Читаем Переписка двух Иванов (1935 — 1946). Книга 2 полностью

О Разуме... Вы точно-правы. Но я... я никогда не дерзал отвергать его. «Вверх ногами» — (все в привычном ходе восприятий) это, конечно, для «афинян»: «об этом после послушаем тебя...» (Деян<ия> Ап<остолов>). Христова тайна — для них — «все вверх ногами». Разум — Святыня Господня. Он — истинный — срощен с сердцем. Но есть — ум, злой ум. Есть разум дьявола. Он режет, разлагает, роется, — гнилой-ядовитый плод познания. Его отвергаю. Он — песок в сложную, тонкую машину, едкая кислота. Отлично одевается, до блеска. Но... сверх грязных dessous. [637] Таким движется мир.

Я послед<ний> день много думал о Творчестве Богопознания... ночами. Упивался, развивая. М<ожет> б<ыть> все это составит «беседу» в романе (В<иктора> А<лексеевича> с о. Амвросием Опт<инским>). Эстет В<иктор> А<лексеевич> так и останется «у стен церкви», несм<отря> на постриг. Как и К. Леонтьев. Л<еонтье>в — интересн<ый> мыслитель, но... лишен Познания. Таких — тьмы. И эти «тьмы» — растут-растут... Таких — масса в католич<естве> и — особ<енно> — в кальвинизме. Лишь Православие дает дыхание, свободу...

Как скажет о сем о. Амвр<осий>? Эти дни много читаю о нем.

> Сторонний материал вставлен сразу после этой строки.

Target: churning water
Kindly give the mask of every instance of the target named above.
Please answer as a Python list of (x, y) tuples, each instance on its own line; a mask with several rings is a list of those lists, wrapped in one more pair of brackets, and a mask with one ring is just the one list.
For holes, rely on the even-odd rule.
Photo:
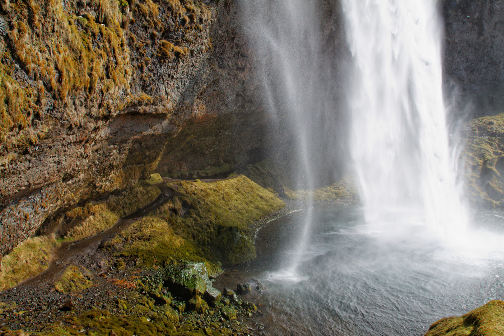
[[(242, 298), (265, 313), (259, 322), (267, 335), (420, 336), (443, 317), (504, 298), (504, 251), (461, 256), (425, 226), (377, 230), (354, 206), (316, 206), (296, 277), (279, 277), (298, 247), (303, 211), (262, 228), (258, 257), (216, 284), (262, 283), (264, 292)], [(501, 237), (501, 214), (475, 214), (478, 227), (469, 229)]]
[[(483, 212), (468, 221), (457, 190), (437, 4), (244, 5), (265, 106), (292, 137), (297, 186), (314, 187), (325, 162), (335, 162), (330, 149), (342, 143), (336, 133), (343, 120), (336, 111), (344, 106), (362, 200), (362, 207), (309, 201), (260, 231), (258, 258), (241, 271), (266, 285), (250, 295), (266, 312), (267, 333), (421, 335), (441, 317), (503, 298), (504, 216)], [(335, 74), (344, 61), (328, 42), (338, 7), (353, 62), (346, 81)], [(346, 105), (335, 102), (341, 85), (350, 88)], [(226, 281), (240, 281), (220, 280)]]

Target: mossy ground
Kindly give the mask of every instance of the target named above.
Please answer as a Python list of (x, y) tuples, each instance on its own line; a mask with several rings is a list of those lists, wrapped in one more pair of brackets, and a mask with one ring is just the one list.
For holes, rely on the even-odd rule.
[(285, 167), (289, 163), (281, 156), (272, 156), (254, 165), (247, 166), (248, 177), (264, 188), (293, 200), (327, 200), (354, 197), (357, 188), (353, 178), (343, 177), (331, 185), (310, 191), (295, 189), (295, 181)]
[(231, 264), (247, 261), (256, 255), (246, 238), (252, 233), (250, 225), (285, 206), (244, 176), (168, 185), (183, 195), (174, 197), (107, 243), (118, 257), (138, 258), (144, 264), (157, 266), (173, 261), (207, 261), (211, 272), (218, 268), (219, 261)]
[(504, 302), (491, 301), (460, 317), (445, 317), (432, 324), (425, 336), (504, 335)]
[(54, 288), (60, 293), (76, 293), (93, 285), (91, 272), (77, 266), (67, 267), (54, 282)]
[(67, 212), (68, 219), (78, 224), (70, 224), (65, 239), (56, 240), (53, 235), (29, 238), (3, 258), (0, 290), (12, 287), (44, 271), (52, 253), (62, 240), (77, 240), (106, 230), (119, 218), (153, 200), (159, 192), (157, 187), (140, 181), (130, 188), (109, 197), (104, 202), (88, 203)]
[(47, 268), (51, 253), (59, 243), (53, 236), (28, 238), (2, 260), (0, 290), (35, 276)]

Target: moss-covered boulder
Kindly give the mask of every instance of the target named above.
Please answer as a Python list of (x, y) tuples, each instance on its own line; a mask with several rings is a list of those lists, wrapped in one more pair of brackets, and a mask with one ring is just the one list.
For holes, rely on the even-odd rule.
[[(81, 272), (82, 270), (82, 272)], [(93, 284), (91, 272), (84, 267), (69, 266), (54, 282), (54, 288), (60, 293), (80, 292)]]
[(460, 317), (434, 322), (425, 336), (501, 336), (504, 335), (504, 301), (491, 301)]
[(165, 268), (164, 285), (174, 295), (186, 298), (203, 295), (208, 283), (211, 282), (203, 262), (186, 262)]
[(212, 247), (222, 264), (246, 262), (257, 255), (254, 242), (237, 227), (220, 227), (219, 232)]
[(221, 314), (228, 320), (236, 319), (236, 310), (231, 307), (221, 308)]

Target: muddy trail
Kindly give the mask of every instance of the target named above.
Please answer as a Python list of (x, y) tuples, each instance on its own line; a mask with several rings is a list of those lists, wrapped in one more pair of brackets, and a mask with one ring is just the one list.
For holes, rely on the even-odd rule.
[[(237, 175), (226, 178), (205, 179), (200, 180), (205, 183), (212, 183), (236, 178), (237, 177)], [(91, 260), (96, 259), (97, 256), (102, 253), (100, 247), (105, 242), (114, 238), (132, 224), (156, 210), (174, 196), (184, 195), (173, 190), (168, 186), (168, 183), (182, 181), (196, 181), (195, 179), (182, 180), (164, 177), (162, 178), (163, 182), (155, 184), (161, 190), (161, 192), (153, 201), (130, 215), (120, 218), (113, 226), (100, 233), (81, 240), (62, 243), (61, 246), (53, 252), (49, 267), (45, 271), (20, 283), (16, 287), (22, 288), (54, 281), (59, 276), (66, 267), (71, 265), (88, 267), (90, 263), (92, 263)], [(98, 265), (102, 267), (101, 265)]]

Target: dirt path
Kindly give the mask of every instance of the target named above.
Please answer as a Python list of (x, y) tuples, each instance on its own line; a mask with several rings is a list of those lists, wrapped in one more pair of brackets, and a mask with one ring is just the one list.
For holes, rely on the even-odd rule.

У меня «Лето Госп<одне>» — II кн<ига> — в 1 экз<емпляре>! Теперь — 5–6 дней — перерабатывать (а все б<ыло> готово!) и — в 2-х экз<емплярах>. Буду кусками отправлять Вам. Уже закончил 2 перв<ых> очерка: «Ледоколье» и «Петровками». Надо сделать впрок. Вижу, — что это. Болею, вчитываясь в послед<ние> 9 глав: «Святая радость», «Живая вода», «Москва», «Серебр<яный> сундучок», «Горькие дни», «Благословение детей», «Соборование», «Кончина», «Похороны». Во всем — наше, самое важное. Господи! Если бы самому увидеть в печати!.. Или — не б<уду> удостоен?.. Не мне чета: Моисей не б<ыл> удостоен. И посему, преодолев запинки, снова переписываю, отсекая, включая... Одно давит: в век «атомичности»… — так чирикать! Под грохот взрывов и канонады... — где-то поет малиновка — или — черный дрозд. Как он поет по зорям!… До слез грустно, до слез нежно. О, какая же грусть светлая в этой короткой песенке!… Все время мое наполнено и думами, и строчками, и... кухней, и... Устал. Но не опускаю рук. Не смею.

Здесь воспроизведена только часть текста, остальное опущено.